Algorithm is just a fancy way of saying decision system.  BigFoot has several different decision systems that are used to help determine whether or not an investment should be owned, held, or sold.  The beauty of an algorithm is that it is consistent.  Consistent behavior can be evaluated and statistically analyzed.  This is a big deal because we can validate whether or not the decision process is working.  As you no doubt know, study after study shows that behavior (or more specifically, bad behavior) can significantly impact investor performance over time.  Algorithms do not suffer from emotionally impaired judgment, so the past performance is statistically valid.  In a sense, this is the same logic that casinos use against gamblers.  They know that, statistically speaking, the odds are in their favor.  Pair that with bad decisions by the gambler and the house wins.  In our case, we are acting as the casino.  We are not predicting the markets but rather developing a probability expectation for how our decision process — the algorithm — will perform given similar future events.  That’s not to say that past performance has any bearing whatsoever on future returns.  However, if the system has historically produced 80% accurate signals, and the wins are bigger than the losses, the algorithm’s decision process, at least statistically, in your favor.

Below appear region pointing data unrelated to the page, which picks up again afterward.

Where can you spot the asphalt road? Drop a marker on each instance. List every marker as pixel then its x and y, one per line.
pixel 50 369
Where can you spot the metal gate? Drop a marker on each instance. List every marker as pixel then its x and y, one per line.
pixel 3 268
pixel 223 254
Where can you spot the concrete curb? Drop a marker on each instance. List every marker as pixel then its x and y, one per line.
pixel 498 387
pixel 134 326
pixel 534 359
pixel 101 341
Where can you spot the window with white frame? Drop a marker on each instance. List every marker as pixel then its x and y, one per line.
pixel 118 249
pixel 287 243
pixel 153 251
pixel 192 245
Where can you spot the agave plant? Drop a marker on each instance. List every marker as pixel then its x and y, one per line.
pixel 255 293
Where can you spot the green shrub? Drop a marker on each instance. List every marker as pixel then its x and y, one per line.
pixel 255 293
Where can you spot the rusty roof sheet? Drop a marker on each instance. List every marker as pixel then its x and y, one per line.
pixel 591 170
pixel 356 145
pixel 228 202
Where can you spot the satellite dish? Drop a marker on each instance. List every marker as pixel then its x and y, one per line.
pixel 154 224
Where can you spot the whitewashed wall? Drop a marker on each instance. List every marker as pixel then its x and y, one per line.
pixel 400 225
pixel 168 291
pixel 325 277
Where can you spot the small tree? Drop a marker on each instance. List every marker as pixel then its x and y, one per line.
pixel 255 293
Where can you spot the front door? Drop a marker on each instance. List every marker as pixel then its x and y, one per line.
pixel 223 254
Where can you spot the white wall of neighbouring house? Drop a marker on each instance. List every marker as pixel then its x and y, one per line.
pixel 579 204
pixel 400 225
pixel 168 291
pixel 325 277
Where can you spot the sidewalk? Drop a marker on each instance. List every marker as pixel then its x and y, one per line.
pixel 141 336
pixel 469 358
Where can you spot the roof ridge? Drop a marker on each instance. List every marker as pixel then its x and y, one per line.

Watch List and Momentum View

One of the most powerful features of the BigFoot system is our Watch List.  Like the other dime-a-dozen watch lists on the market, you can track a list of your favorite investments. Where BigFoot separates the wheat from the chaff is in the tracking criteria for those positions.Watchlist The system allows the user to set alerts for all kinds of triggers — trailing stop losses, target price, trade signal changes, and more.  The system also allows you to set customized ranking criteria for each position in your watch list.  Want to build your own sector rotation model?  How about sorting your holdings by user-defined relative strength criteria?  Yeah…  we do that.  And the icing on the cake?  You can build as many watch lists as you want.  You can even set them up to notify your clients when triggering events occur.  (Are you salivating about the idea of providing fee-based advice to accounts you don’t custody (what?)?  Imagine taking your clients’ 401(k)s and building them customized watch lists that automatically notify them when a trade recommendation occurs.  You’ve just automated your outside account management, and BigFoot can be your ‘foot’ in that door.)

Stock Picking

Make mutual fund expense ratios a thing of the past by eliminating the middle-man.  While most advisors steer clear of individual stocks in their investment strategies, BigFoot can help you stand out from the crowd.  You can custom-build a program based on your own stock selection method, or you can follow one of our pre-built growth or dividend income strategies.  We provide the blueprint, you get to take the strategy and make it your own.  stock pickings

BigFoot offers both the research and buy/sell discipline to help you manage a stock strategy.  And our fixed subscription cost means your keep more of the fees you bill as your AUM grows.  Say goodbye to 3rd party money manager fees and basis points for management.

Risk Management

We have an expression at BigFoot:  it’s easier to climb out of the hole you don’t fall in.  This is a funny way of saying that loss avoidance helps produce bigger long-term investment gains.  The problem is that losses are not linearly related to gains.  If an investor loses 50% of their portfolio, they will need to double their money — that’s a 100% return — just to get back to even.  That can be a tall order.  Now a 10% loss only requires 11.11% to get back to even.
Risk Management

BigFoot’s trading algorithms are designed primarily as loss reduction strategies.  We believe it is impossible to perfectly time the market.  However, perfect timing is not required.  Simply getting it more right than wrong is the key.  It is counter-intuitive in many cases, but long-term value is added by capturing more gains and reducing more losses over time.  In fact, a portfolio that captures 80% of an upside move in a position, but only suffers 50% of the downside moves, would end up being more profitable than capturing 100% of both the up and downside moves.